Proving that the two structures $(\mathbb{R},<)$ and $(\mathbb{R}\setminus\{0\},<)$ are not isomorphic

Question

For an exercise on model theory I have to prove that the structure $(\mathbb{R},<)$ is not isomorphic to $(\mathbb{R}\setminus\{0\},<)$.

I found the function $f(x)=\begin{cases} x & x\notin \mathbb{N}\\ x+1 & x\in\mathbb{N} \end{cases}$, which is a bijection between $\mathbb{R}$ and $\mathbb{R}\setminus\{0\}$. For this function it is clear that the relation $<$ won't be the same under $f$, for instance $3<\pi$ but $f(3)=4\not < \pi=f(\pi)$.

How can I prove that every bijection from the one to the other will give the same problem with the relation $<$

Answer 1

In the first structure, every increasing sequence which is bounded above has a least upper bound. In the second, there is a bounded increasing sequence that does not have a least upper bound.

The property that every bounded increasing sequence has a least upper bound is preserved by any order isomorphism.

Answer 2

Note that if $(A,<_A)$ and $(B,<_B)$ are two isomorphic ordered sets with $f\colon A\to B$ such isomorphism, and $X\subseteq A$ is bounded, then $f[X]$ is bounded in $B$. This is because for some $a\in A$, every $x\in X$ satisfies $x<_A a$, and therefore $f(x)<_B f(a)$. Similarly the property of being the least upper bound is also preserved under isomorphisms.

It is important to point that these properties need not be expressible as a first-order property of some element or set, or whatever the above $X$ or $a$ need not be definable.

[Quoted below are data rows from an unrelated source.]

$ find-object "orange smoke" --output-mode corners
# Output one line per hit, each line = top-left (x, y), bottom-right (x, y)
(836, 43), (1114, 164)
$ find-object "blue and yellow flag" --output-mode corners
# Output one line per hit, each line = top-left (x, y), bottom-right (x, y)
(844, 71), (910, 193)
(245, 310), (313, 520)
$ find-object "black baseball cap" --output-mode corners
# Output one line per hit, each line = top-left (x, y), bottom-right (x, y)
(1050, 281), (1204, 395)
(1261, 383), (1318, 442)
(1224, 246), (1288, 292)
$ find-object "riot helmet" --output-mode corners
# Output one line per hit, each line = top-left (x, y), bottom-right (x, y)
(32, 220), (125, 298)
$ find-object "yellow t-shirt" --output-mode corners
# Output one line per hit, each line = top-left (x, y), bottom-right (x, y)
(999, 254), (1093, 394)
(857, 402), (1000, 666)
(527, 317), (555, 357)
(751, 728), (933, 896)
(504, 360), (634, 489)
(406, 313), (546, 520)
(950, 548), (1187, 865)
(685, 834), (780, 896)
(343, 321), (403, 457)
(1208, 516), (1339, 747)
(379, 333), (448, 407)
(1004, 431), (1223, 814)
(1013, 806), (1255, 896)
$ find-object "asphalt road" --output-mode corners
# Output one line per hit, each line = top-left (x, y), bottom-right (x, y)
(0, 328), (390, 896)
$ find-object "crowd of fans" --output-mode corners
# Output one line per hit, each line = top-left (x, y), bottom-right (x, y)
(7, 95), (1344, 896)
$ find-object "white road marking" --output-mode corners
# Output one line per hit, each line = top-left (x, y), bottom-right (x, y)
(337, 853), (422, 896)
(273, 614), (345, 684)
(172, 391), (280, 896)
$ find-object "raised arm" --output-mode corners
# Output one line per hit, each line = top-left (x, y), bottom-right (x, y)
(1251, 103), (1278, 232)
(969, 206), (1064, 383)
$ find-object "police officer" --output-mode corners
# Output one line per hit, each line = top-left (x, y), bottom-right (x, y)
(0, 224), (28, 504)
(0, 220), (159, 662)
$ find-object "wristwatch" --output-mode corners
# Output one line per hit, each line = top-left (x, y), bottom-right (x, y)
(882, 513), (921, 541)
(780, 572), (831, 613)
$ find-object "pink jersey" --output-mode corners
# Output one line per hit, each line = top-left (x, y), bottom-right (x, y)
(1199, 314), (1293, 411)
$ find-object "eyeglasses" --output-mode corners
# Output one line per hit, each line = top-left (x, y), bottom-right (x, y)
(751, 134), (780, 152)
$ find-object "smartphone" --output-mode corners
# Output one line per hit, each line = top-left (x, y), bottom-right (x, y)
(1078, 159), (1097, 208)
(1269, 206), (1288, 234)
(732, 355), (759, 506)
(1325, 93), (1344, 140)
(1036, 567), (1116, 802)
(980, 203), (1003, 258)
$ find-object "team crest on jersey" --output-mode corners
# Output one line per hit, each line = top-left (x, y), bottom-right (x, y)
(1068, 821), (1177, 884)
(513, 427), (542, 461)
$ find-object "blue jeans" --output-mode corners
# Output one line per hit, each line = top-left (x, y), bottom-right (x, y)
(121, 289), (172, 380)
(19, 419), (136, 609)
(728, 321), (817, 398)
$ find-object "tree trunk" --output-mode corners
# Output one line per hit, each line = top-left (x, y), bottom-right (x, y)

But isomorphisms preserve more than just the first-order theory of the structure, and we can talk about these properties as we would, externally to the structure.

Now notice that $\Bbb R\setminus\{0\}$ satisfies that $\{x\mid x<0\}$ is bounded but does least upper bound; whereas in $\Bbb R$ every bounded set has a least upper bound.